Some people go mountaineering or scuba-diving. Me, I make soon kueh. It's a hell of a lot of fun. I'm sure you think so too. Why else would you be reading this post, right?

(Recipe for 32 pieces)
Dough (adapted from Rose's Kitchen)
300 g rice flour
100 g tapioca starch
plus ¼ cup for adjusting and dusting
1 tsp salt
600 ml water, boiling
2 tbsp vegetable oil
2½ tbsp vegetable oil
40 g dried prawns
rinse and soak in 2 tbsp water till soft, about 15 minutes; squeeze dry, reserving the water; chop roughly
4 cloves garlic, peel and chop roughly
40 g dried mushrooms
break off stalks and reserve for other dishes; rinse caps and soak in ¼ cup water till soft, about 30 minutes; squeeze dry, reserving the water; slice thinly
1.1 kg "local" turnip (aka 沙葛, bangkuang, yam bean and jicama)
wash, peel and cut matchstick size to yield 1 kg; if grating, make sure grater doesn't turn turnip mushy

2 tbsp sugar
3 tbsp light soya sauce
¾ tsp ground white pepper
Finishing touch
1 tbsp shallot or vegetable oil

1. To make dough, mix rice flour, tapioca starch and salt thoroughly. Pour boiling water evenly over mixture. Immediately stir till well mixed and cool enough to handle but still extremely hot. Drizzle with vegetable oil. Knead till evenly mixed to make a smooth, sticky dough. Continue kneading, dusting with tapioca starch till dough is no longer sticky (like glue) but still quite tacky (like Post-it paper). Cover and let dough rest 10 minutes or up to a few hours.

2. To make filling, heat vegetable oil in a wok till just smoking. Over high heat, stir-fry dried prawns till lightly golden. Add garlic and stir-fry till translucent. Add dried mushrooms and stir-fry till everything is nicely golden brown. Add turnip and continue stirring till thoroughly heated and wok is very hot again. Add light soya sauce and sugar. Stir till LSS is absorbed. Add water drained from dried prawns and dried mushrooms, which should be no more than 2 tbsp or so.

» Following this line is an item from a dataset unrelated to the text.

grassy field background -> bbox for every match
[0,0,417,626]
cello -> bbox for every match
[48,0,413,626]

Continue stir-frying till turnip is wilted but still crunchy. Sprinkle with ground white pepper. Stir through. Taste and adjust seasoning if necessary. Turn off heat. Push turnip to side of wok to drain. If turnip is very wet, drain in a colander. Leave till cold. Transfer to a bowl.

3. To wrap,
dust worktop lightly with tapioca starch. Knead and roll dough into a log shape, dusting with tapioca starch if too sticky. Cut into 32 pieces, 30-32 g each. Keeping dough not being worked on covered, roll each piece into a ball, dusting with tapioca starch as necessary. Flatten into a disc with dough scraper, then roll into a 11-cm circle about 2 mm thick. Place 30-32 g filling on the dough, in the middle. Fold bottom half of dough upward, bringing edges together. Press to seal, from the middle to the corners. Set aside, covered, and repeat from "roll each piece into a ball . . ."

4. Turnip filling in bottom of bowl would be rather wet. Drain as appropriate.

5. To steam, brush perforated tray with oil, or line with parchment paper. Place soon kueh on the tray spaced 1 cm apart. Steam over rapidly boiling water till slightly puffed, about 10 minutes. Brush lightly with oil. Transfer to an oiled plate, spaced apart whilst cooling down. If desired, pan-fry just before eating.

6. To serve, drizzle soon kueh with sweet dark soya sauce and/or chilli sauce. Leftovers should be refrigerated, then steamed or pan-fried till thoroughly heated through before eating.